Detailseite
Projekt Druckansicht

Nomadenstaatbildung und Urbanisierung an der nördlichen Seidenstraße: Die frühmittelalterliche Stadt Dzhankent (Aral-See-Gebiet, Kasachstan)

Fachliche Zuordnung Ur- und Frühgeschichte (weltweit)
Förderung Förderung von 2017 bis 2023
Projektkennung Deutsche Forschungsgemeinschaft (DFG) - Projektnummer 389351859
 
Erstellungsjahr 2024

Zusammenfassung der Projektergebnisse

Dieses Projekt befasst sich mit den Faktoren, die im Frühmittelalter zur Entstehung von Städten in einer zuvor nicht urbanisierten Region Zentralasiens, führten.

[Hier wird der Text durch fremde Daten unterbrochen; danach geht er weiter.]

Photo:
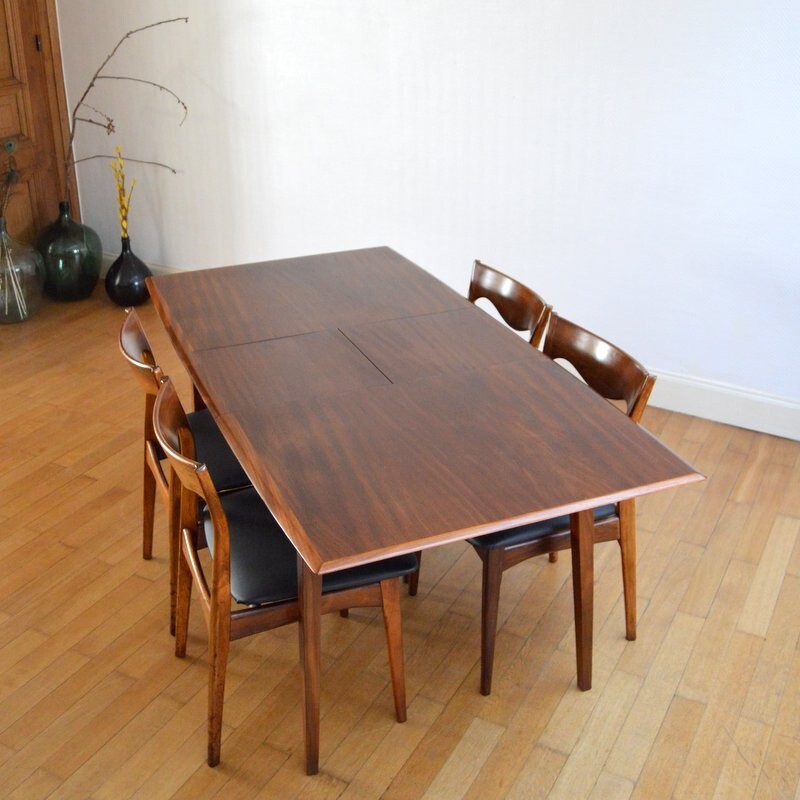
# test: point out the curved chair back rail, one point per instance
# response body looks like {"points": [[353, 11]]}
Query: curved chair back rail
{"points": [[520, 307], [606, 368]]}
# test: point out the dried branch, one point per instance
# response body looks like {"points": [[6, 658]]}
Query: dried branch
{"points": [[107, 126], [70, 159], [133, 160], [149, 83]]}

Während arabische Schriftquellen des 10. Jahrhunderts Dzhankent (türkisch für „Neue Stadt“) als Hauptstadt der Oguz (einer Föderation türkischer Nomadenstämme) erwähnen, belegen unsere neuen archäologischen Funde und C14-Daten aus der verlassenen Stadt am unteren Syr-darja einen viel früheren Ursprung der Siedlung, nämlich im 6. Jahrhundert – und damit genau zu der Zeit, als der Handel auf der nördlichen Seidenstraße durch diese Region einsetzte. Funden zufolge gab es dann sehr bald Kontakte zum südlicher gelegenen Handelszentrum Choresmien am Amu-darja. Ein faszinierender Fund aus dieser Phase ist das Skelett einer Katze aus dem späten 8. Jahrhundert, die erste in dieser Region ausgegrabene Hauskatze. Im späten 9. Jahrhundert, nach der Einwanderung der Oguz und wahrscheinlich unter ihrer Kontrolle, wurde die Siedlung als ummauerte Planstadt nach choresmischem Muster neu angelegt, allerdings ohne die monumentalen Gebäude, wie sie für Zentren von “Nomadenstaaten” dieser Zeit typisch waren. In dieser neuen Form existierte Dzhankent nicht viel länger als ein Jahrhundert, eine kurzlebige „boom town“ an der Kreuzung der nördlichen Seidenstraße und dem dokumentierten Nord-Süd-Handel zwischen Zentralasien und Nordeuropa. Naturwissenschaftliche Analysen von Proben aus einem eigenartigen Anbau an der nördlichen Stadtmauer legen nahe, dass dies einst ein Sklavenpferch war, was wiederum darauf schließen lässt, dass Dzhankent eine Rolle im florierenden Sklavenhandel dieser Zeit gespielt haben könnte – und dann aufgegeben wurde, als dieser Handel im späten 10. oder frühen 11. Jahrhundert versiegte. Es dürfte kein Zufall sein, dass der historisch dokumentierte Zerfall des „Nomadenstaats“ der Oguz genau in diese Zeit fiel. Umweltveränderungen könnten ein zusätzlicher Faktor gewesen sein, verlässliche Belege dafür gibt es jedoch nicht. Die Stadtgeschichte, wie sie sich aus den Ergebnissen unseres Projekts und aus dem historischen Kontext ergibt, verdeutlicht hier ein Zusammenspiel von Faktoren bei der Entstehung der Stadtwerdung: Geografie, Handel und Bevölkerungsstruktur.